Deux incidents signalèrent cette rencontre du 29. Au plus fort de la lutte, des tirailleurs français, franchissant la grande rue du château, se heurtèrent contre un gros d’officiers prussiens qui s’efforçaient de gagner la ville basse ; des coups furent aussitôt échangés ; nombre d’officiers ennemis tombèrent sous le fer et le feu de nos soldats, plusieurs furent pris ; quelques-uns seulement s’échappèrent à grand’peine. Parmi les prisonniers se trouvait un neveu de M. de Hardenberg, chancelier de Prusse ; il raconta que le groupe ainsi dispersé se composait de l’état-major général prussien, et que Blücher lui-même en faisait partie ; entouré à plusieurs reprises par nos tirailleurs, ce général n’avait dû, en effet, son salut qu’à une défense énergique et à la vigueur de son cheval.

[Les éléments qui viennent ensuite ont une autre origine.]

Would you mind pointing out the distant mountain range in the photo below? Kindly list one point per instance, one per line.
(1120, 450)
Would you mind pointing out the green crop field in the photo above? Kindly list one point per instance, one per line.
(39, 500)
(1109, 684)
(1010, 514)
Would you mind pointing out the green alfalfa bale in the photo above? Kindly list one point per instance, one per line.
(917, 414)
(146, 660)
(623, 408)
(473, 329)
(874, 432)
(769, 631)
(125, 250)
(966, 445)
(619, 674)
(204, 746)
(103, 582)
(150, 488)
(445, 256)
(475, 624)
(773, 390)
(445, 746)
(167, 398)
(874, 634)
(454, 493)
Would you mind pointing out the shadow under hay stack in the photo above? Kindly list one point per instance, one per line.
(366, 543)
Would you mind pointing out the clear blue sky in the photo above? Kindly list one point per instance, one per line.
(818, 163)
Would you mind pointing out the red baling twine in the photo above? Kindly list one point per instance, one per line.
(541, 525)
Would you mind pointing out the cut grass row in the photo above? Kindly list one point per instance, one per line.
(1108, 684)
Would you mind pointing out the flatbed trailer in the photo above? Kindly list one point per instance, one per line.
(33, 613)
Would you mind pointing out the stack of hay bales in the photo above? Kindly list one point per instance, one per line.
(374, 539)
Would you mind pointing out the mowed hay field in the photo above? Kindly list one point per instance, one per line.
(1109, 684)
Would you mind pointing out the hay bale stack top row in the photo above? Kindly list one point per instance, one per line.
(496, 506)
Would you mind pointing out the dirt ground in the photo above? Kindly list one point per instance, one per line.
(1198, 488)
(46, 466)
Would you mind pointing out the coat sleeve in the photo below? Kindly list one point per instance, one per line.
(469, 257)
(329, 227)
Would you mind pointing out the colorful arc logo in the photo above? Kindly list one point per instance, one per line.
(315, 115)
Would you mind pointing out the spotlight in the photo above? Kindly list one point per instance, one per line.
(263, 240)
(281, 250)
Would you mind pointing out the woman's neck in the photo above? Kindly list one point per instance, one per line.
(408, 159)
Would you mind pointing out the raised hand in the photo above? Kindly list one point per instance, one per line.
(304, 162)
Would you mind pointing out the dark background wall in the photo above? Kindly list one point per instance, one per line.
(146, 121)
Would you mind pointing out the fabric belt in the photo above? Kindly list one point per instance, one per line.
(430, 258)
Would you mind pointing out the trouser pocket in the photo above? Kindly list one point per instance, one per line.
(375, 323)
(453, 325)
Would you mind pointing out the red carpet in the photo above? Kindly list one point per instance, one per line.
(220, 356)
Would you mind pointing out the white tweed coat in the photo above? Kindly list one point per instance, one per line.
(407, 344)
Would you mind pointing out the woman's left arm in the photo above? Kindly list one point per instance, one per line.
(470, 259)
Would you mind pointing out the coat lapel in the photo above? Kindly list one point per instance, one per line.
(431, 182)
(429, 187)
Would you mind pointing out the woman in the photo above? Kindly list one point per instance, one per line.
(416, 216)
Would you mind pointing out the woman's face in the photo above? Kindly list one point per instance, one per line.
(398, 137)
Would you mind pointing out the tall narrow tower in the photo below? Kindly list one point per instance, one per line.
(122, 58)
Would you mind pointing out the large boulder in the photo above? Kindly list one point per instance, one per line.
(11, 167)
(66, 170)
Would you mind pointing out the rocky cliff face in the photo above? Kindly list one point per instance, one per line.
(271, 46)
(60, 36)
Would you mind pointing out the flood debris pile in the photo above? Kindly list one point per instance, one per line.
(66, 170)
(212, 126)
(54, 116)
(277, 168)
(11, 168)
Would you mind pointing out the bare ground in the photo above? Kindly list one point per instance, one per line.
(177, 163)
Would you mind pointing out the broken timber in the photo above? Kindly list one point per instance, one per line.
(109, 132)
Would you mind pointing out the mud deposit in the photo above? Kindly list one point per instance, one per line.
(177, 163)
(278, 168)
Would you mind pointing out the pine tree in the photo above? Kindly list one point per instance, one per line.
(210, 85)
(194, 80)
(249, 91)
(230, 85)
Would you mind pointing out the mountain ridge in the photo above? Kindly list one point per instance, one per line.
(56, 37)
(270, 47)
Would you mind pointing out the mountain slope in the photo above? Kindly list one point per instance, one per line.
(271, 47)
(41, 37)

À quelques heures de là, Napoléon, précédé de quelques aides de camp, et suivi par plusieurs généraux de sa maison, se retirait de Brienne au village de Maizières, son quartier général durant cette journée. Il était nuit noire. Dans ce moment, une bande de Cosaques rôdait entre le village et la ville, cherchant quelque occasion de butin. Le bruit causé par le pas des chevaux que montaient Napoléon et son escorte les fait accourir. Ils se ruent d’abord sur un des généraux de la suite de l’Empereur qui crie : Aux Cosaques ! et se défend. Un des assaillants, apercevant à quelques pas de là un cavalier à redingote grise qui marchait à peu près seul, quitte aussitôt ses camarades, et court sur ce dernier. Le général Corbineau se jette vainement à la traverse : « Je serais mort, a raconté Napoléon, si Gourgaud n’avait, d’un coup de pistolet, fait sauter la cervelle d’un Cosaque dont la lance m’atteignait déjà en pleine poitrine[6]. » L’escorte arrive enfin, sabre quelques-uns de ces effrontés maraudeurs, qui abandonnent alors le terrain et disparaissent.

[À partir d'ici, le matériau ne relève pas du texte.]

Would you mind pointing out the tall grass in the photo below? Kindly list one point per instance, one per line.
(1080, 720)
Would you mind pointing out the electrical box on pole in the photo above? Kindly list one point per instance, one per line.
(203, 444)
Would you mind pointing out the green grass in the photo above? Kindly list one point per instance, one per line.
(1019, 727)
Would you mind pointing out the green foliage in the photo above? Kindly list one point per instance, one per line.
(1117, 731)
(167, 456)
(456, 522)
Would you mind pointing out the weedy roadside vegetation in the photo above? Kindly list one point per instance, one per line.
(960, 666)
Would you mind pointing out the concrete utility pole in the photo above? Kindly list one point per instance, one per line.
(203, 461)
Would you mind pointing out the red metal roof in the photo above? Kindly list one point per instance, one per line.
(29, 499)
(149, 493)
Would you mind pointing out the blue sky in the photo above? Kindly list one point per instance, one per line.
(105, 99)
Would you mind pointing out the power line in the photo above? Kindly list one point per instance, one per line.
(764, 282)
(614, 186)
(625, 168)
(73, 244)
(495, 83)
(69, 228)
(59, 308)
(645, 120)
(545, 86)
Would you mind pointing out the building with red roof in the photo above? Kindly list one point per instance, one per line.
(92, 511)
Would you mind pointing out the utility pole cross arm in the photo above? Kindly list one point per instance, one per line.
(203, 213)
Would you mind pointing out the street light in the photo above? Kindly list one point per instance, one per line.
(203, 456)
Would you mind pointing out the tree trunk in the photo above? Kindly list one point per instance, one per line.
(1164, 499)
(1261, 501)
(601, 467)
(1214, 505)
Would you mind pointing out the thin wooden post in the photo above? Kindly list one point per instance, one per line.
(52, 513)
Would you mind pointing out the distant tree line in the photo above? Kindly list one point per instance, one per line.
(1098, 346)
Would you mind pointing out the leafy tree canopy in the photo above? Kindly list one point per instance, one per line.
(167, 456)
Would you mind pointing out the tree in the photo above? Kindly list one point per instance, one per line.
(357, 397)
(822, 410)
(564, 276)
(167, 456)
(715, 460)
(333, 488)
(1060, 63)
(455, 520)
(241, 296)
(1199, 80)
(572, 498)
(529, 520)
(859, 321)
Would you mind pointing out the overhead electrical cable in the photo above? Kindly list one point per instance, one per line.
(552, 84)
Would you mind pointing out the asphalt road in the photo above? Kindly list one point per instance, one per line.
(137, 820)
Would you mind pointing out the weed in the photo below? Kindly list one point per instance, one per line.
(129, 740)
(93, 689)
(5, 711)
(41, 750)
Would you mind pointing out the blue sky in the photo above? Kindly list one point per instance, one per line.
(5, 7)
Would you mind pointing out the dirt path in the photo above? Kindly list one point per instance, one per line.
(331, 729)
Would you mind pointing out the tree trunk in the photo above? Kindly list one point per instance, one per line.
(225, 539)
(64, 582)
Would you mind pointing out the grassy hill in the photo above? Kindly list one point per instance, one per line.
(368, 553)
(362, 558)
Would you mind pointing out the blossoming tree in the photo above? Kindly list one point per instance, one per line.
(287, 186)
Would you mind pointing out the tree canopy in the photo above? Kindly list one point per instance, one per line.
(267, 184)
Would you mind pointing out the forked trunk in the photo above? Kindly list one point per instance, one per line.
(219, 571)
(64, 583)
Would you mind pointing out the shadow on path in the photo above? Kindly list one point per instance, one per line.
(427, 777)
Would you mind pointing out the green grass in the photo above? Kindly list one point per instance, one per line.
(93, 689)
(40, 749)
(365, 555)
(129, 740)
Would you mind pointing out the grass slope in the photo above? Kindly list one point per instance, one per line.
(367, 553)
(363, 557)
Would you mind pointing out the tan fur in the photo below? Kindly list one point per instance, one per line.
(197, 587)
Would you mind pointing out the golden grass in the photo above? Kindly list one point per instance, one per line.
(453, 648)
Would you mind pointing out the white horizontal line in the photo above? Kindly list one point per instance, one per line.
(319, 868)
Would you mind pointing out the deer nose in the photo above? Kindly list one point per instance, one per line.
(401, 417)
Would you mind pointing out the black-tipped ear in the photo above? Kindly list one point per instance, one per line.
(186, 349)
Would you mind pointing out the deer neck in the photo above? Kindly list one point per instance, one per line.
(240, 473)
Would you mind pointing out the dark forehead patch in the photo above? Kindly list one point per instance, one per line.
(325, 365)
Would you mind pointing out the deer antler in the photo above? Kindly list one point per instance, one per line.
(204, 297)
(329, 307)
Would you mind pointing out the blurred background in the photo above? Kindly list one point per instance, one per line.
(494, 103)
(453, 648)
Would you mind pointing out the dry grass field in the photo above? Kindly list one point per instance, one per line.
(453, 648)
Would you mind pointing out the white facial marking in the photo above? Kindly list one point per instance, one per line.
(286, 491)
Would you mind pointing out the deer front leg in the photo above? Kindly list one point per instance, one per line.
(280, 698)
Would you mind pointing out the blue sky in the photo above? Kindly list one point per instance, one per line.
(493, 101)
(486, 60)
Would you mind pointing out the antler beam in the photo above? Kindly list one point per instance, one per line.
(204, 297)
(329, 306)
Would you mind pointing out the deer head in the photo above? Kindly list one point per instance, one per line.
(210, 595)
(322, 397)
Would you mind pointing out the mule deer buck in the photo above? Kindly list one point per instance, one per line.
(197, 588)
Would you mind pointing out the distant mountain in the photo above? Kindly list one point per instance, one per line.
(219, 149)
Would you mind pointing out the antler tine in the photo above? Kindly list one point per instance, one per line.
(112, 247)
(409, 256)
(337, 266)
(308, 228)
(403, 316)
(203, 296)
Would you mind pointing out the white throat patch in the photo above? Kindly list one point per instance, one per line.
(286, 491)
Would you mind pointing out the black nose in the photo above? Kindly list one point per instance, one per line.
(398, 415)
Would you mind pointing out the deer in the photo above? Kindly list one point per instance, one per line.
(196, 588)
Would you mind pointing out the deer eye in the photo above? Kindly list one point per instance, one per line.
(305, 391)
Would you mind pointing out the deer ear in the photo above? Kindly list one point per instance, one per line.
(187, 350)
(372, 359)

Si la journée du 29 janvier nous avait donné la ville de Brienne, elle ne fit que hâter, en revanche, la jonction des deux premiers corps de Blücher et de l’armée de Schwartzenberg. La rencontre eut lieu à Bar-sur-Aube, ainsi que l’avait espéré le feld-maréchal prussien. Une fois réunis, les deux généraux, descendant la rive droite de l’Aube, revinrent ensemble sur Napoléon, et ne s’arrêtèrent qu’à deux lieues et demie au-dessus de Brienne, au village de la Rothière, où se trouvaient nos avant-postes. Une bataille devenait inévitable ; elle eut lieu le 1er février. L’acharnement fut égal des deux parts. Les Français combattaient au nombre de 40,000 hommes contre 160,000. Grâce aux efforts du plus héroïque courage, nos troupes parvinrent à conserver leur champ de bataille ; elles ne purent rien gagner au delà. Trop faibles pour tenter le lendemain la fortune, elles profitèrent de la nuit pour passer sur la rive gauche de l’Aube, à l’aide des ponts rétablis pendant les deux jours précédents, et se retirer sur Troyes. Les Alliés ne pouvaient se glorifier de nous avoir battus ; cette rencontre de la Rothière n’en demeurait pas moins un véritable échec : elle était la première bataille rangée de la campagne ; il nous fallait une victoire, et la journée se terminait par une retraite. Le chiffre des morts et des prisonniers fut, dit-on, le même de chaque côté ; on l’évalue à 12,000 pour les deux armées ; mais la perte n’était pas égale : elle s’élevait, pour nous, au septième environ des combattants, tandis qu’elle allait à peine au vingt-cinquième pour les Alliés.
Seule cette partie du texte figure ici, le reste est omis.